Obowiązujące w Polsce przepisy wymagają ubezpieczenia odpowiedzialności cywilnej (czyli OC) wykupionego dla każdego pojazdu na drodze. Standardowa umowa obejmuje okres 12 miesięcy i jest automatycznie odnawiana, co pozwala uniknąć przykrej niespodzianki podczas ewentualnych stłuczek.
Zobacz też: Ceny ubezpieczeń OC będą rosnąć
Pod koniec każdego roku otrzymujemy od ubezpieczyciela informacje na temat wysokości przyszłorocznej składki. Nie możemy zrezygnować z ubezpieczenia, ale istnieje możliwość znalezienia innej firmy oferującej niższą stawkę za OC.
Po podpisaniu umowy z nowym ubezpieczycielem możemy wypowiedzieć droższą polisę, niezależnie od tego czy przyszłoroczną składkę już zapłaciliśmy czy też nie. Ważne, że samochód nadal jest ubezpieczony.

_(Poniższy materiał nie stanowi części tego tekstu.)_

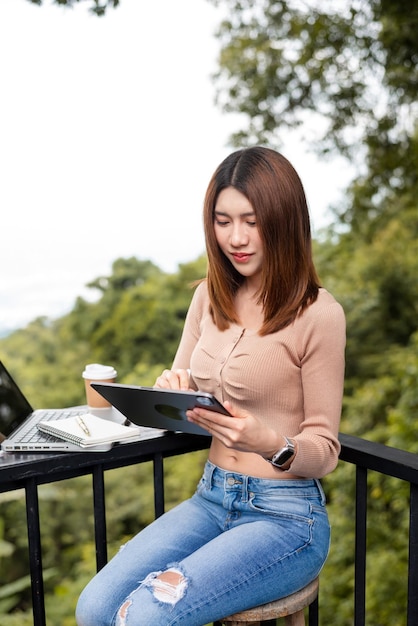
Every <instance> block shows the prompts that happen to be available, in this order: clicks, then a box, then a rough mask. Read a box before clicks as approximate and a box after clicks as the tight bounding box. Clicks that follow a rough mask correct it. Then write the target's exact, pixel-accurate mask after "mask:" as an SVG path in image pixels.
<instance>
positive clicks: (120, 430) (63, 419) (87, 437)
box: [37, 413, 141, 448]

Link4 jednak błędnie interpretuje przepisy i umożliwia zerwanie umowy tylko w wypadku niezapłacenia kwoty obowiązkowego ubezpieczenia. Jeśli firma otrzyma nasze pieniądze, pojazd będzie zabezpieczony w dwóch zakładach. Urząd Ochrony Komisji i Konsumentów od dłuższego czasu stara się walczyć z taką sytuacją.
Kara dla firmy może wynieść nawet 10% zeszłorocznego obrotu, lecz Link4 dalej może stosować takie praktyki – postępowanie trwa nadal.
Link4 przedstawi swoje stanowisko w najbliższym czasie.